- Location of Clay Township in Decatur County
- Coordinates: 39°18′46″N 85°37′09″W﻿ / ﻿39.31278°N 85.61917°W
- Country: United States
- State: Indiana
- County: Decatur

Government
- • Type: Indiana township

Area
- • Total: 50.72 sq mi (131.4 km^{2})
- • Land: 50.65 sq mi (131.2 km^{2})
- • Water: 0.06 sq mi (0.16 km^{2})
- Elevation: 830 ft (253 m)

Population (2020)
- • Total: 1,284
- • Density: 25.35/sq mi (9.788/km^{2})
- FIPS code: 18-13042
- GNIS feature ID: 453208

= Clay Township, Decatur County, Indiana =

Clay Township is one of nine townships in Decatur County, Indiana. As of the 2020 census, its population was 1,284 (slightly down from 1,287 at 2010) and it contained 523 housing units.

Historical population
| Census | Pop. | Note | %± |
| 1890 | 1,681 |  | — |
| 1900 | 1,503 |  | −10.6% |
| 1910 | 1,508 |  | 0.3% |
| 1920 | 1,425 |  | −5.5% |
| 1930 | 1,395 |  | −2.1% |
| 1940 | 1,302 |  | −6.7% |
| 1950 | 1,335 |  | 2.5% |
| 1960 | 1,457 |  | 9.1% |
| 1970 | 1,504 |  | 3.2% |
| 1980 | 1,507 |  | 0.2% |
| 1990 | 1,413 |  | −6.2% |
| 2000 | 1,266 |  | −10.4% |
| 2010 | 1,287 |  | 1.7% |
| 2020 | 1,284 |  | −0.2% |
Source: US Decennial Census

==History==
Clay Township was organized in 1836.

Champ's Ford Bridge was added to the National Register of Historic Places in 2009.

==Geography==
According to the 2010 census, the township has a total area of 50.72 sqmi, of which 50.65 sqmi (or 99.86%) is land and 0.06 sqmi (or 0.12%) is water.

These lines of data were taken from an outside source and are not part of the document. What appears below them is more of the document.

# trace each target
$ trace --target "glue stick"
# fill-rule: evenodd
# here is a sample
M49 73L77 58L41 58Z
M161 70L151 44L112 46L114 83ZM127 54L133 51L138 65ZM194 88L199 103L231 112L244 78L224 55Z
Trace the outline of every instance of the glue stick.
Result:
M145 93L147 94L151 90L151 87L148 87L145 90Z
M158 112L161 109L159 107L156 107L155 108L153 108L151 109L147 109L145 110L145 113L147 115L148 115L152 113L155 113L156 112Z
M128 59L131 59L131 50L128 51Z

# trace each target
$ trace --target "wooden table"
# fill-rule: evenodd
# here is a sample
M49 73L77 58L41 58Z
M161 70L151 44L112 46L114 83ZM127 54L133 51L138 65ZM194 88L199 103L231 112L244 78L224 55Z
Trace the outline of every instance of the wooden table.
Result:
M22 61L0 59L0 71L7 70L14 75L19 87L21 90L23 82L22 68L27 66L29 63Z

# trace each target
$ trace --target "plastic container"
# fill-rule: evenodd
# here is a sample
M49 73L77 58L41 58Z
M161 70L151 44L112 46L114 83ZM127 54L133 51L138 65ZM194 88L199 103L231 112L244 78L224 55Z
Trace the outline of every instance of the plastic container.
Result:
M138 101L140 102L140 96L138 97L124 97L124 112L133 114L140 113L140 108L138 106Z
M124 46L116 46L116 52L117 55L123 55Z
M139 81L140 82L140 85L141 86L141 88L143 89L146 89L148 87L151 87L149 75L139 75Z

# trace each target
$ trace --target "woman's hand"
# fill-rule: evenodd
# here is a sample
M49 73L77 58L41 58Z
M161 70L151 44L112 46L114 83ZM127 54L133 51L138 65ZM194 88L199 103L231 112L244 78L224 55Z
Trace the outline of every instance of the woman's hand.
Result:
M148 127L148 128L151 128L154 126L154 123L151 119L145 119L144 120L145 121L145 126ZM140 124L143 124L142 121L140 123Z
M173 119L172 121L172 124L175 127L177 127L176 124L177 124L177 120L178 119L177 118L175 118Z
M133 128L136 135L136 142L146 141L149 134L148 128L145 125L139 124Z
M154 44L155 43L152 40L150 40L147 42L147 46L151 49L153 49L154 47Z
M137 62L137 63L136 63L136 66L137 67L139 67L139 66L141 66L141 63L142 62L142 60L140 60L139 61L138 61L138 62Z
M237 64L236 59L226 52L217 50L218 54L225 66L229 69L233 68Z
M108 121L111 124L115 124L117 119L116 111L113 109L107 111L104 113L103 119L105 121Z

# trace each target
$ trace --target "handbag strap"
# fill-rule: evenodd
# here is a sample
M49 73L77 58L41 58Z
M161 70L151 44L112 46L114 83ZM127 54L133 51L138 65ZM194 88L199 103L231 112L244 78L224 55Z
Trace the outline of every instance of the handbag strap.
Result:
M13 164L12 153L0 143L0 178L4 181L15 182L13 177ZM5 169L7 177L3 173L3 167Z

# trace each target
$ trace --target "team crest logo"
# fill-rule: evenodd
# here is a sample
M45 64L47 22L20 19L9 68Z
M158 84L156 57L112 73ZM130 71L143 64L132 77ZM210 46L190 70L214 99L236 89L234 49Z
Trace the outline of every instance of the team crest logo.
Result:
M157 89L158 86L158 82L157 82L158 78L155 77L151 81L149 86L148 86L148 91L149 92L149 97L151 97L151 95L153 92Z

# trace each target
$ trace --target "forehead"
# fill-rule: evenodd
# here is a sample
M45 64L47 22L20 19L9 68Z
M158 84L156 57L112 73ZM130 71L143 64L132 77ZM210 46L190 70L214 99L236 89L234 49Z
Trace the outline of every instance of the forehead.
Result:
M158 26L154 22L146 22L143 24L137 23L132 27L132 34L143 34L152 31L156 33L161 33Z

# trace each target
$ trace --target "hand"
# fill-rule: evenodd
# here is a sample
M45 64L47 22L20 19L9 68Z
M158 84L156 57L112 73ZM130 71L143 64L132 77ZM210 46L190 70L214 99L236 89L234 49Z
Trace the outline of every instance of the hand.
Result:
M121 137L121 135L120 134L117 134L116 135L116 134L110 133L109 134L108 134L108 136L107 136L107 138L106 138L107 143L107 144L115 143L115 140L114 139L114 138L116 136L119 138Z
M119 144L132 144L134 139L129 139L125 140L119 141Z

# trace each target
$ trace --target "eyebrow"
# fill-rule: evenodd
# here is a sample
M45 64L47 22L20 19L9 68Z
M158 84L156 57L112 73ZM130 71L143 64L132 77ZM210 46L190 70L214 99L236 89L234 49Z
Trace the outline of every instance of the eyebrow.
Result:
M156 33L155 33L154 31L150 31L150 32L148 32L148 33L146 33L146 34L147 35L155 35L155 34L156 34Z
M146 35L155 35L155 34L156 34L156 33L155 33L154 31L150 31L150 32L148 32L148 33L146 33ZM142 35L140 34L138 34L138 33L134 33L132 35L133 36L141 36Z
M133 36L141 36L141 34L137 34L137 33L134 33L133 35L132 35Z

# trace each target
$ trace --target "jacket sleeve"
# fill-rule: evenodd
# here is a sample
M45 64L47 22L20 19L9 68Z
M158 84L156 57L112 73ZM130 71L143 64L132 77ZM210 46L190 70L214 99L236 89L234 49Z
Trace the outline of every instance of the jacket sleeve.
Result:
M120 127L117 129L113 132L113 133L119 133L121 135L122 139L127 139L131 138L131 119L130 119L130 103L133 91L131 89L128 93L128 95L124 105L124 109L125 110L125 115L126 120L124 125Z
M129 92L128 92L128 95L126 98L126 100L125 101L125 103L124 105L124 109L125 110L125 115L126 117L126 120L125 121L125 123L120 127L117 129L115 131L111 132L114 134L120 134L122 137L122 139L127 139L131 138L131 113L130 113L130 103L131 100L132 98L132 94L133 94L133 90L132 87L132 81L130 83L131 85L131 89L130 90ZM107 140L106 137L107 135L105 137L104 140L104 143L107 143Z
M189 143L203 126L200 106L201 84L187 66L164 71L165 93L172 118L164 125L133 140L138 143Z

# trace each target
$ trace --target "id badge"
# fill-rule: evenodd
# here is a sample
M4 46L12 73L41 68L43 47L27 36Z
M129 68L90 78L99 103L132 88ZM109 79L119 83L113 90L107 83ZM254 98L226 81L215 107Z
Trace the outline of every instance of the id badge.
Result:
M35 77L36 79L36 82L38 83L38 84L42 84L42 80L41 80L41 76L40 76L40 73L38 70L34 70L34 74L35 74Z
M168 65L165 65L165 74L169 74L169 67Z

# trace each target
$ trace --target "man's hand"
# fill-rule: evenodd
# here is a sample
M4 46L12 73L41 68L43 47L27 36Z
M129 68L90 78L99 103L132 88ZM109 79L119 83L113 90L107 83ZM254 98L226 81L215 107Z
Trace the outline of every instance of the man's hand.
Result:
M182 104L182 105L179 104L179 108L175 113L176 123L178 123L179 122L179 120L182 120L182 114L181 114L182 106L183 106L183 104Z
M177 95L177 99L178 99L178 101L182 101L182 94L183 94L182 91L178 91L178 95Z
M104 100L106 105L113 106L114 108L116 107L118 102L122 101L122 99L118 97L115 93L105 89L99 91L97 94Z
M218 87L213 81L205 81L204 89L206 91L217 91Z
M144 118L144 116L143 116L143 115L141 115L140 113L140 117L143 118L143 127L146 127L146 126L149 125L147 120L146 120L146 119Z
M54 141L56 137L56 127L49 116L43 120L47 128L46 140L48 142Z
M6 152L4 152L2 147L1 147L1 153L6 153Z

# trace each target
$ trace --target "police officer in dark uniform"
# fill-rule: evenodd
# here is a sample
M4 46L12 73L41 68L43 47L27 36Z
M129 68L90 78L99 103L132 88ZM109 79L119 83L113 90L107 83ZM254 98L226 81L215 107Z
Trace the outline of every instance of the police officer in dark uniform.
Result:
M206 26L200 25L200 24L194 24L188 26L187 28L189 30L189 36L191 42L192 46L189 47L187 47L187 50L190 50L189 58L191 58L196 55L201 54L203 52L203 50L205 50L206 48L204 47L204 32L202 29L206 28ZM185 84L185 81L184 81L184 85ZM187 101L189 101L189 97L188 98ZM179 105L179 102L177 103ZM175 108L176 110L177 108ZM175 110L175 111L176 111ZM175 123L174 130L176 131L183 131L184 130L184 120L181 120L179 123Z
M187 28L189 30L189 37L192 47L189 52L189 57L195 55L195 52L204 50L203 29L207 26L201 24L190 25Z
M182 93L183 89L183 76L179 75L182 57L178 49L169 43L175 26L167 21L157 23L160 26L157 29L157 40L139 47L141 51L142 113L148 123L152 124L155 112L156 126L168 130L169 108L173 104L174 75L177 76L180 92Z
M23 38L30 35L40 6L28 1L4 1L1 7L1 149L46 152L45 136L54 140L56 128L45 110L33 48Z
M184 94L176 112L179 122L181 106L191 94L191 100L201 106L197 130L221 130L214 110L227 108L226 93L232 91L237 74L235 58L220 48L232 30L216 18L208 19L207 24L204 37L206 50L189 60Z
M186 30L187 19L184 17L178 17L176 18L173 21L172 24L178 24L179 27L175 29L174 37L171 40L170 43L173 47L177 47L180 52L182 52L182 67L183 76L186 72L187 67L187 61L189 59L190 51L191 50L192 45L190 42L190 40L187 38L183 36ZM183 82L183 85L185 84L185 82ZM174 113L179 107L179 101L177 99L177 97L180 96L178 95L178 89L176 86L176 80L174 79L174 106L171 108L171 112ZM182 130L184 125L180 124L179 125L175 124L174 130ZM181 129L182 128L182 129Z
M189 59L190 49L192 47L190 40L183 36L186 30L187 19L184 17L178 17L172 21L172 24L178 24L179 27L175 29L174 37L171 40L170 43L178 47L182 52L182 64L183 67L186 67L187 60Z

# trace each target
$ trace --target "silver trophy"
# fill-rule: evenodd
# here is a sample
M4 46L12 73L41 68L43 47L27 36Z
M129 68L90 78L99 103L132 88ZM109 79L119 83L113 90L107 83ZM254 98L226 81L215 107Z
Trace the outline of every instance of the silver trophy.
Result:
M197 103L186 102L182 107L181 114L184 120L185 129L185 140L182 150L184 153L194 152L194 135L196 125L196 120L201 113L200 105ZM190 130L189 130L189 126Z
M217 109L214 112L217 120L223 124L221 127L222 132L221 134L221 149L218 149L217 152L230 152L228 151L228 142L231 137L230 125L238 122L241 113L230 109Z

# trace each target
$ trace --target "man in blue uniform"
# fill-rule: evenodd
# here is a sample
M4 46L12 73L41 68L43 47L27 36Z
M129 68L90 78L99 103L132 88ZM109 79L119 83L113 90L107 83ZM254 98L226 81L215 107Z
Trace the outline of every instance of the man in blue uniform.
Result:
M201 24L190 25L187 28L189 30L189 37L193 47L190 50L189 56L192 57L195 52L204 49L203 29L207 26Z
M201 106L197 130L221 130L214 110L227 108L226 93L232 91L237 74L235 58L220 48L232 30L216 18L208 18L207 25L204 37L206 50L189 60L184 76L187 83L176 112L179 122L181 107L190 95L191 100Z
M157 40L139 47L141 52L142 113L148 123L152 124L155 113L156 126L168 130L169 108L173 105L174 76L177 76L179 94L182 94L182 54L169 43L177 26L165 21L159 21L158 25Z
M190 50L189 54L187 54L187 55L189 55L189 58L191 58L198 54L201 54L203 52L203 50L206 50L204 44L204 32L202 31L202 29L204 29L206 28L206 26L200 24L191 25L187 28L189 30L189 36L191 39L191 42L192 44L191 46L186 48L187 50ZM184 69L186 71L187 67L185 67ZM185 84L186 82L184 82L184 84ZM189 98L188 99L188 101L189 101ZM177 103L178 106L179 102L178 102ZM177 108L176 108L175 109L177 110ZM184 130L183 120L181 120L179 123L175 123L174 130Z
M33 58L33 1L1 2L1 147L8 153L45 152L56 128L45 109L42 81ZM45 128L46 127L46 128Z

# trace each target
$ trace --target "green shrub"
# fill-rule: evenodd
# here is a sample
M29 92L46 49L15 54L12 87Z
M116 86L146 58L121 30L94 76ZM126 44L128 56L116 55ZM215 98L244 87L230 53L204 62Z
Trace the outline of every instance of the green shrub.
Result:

===Unincorporated towns===
- Burney
- Horace
- Milford
(This list is based on USGS data and may include former settlements.)

===Adjacent townships===
- Adams Township (northeast)
- Washington Township (east)
- Sand Creek Township (southeast)
- Jackson Township (south)
- Clifty Township, Bartholomew County (southwest)
- Haw Creek Township, Bartholomew County (west)
- Noble Township, Shelby County (northwest)

===Major highways===
- Indiana State Road 3
- Indiana State Road 46

===Cemeteries===
The township contains seven cemeteries: Center Grove, Columbia, Mowery, Nauvoo, Patrick, Pumphrey and Swinney.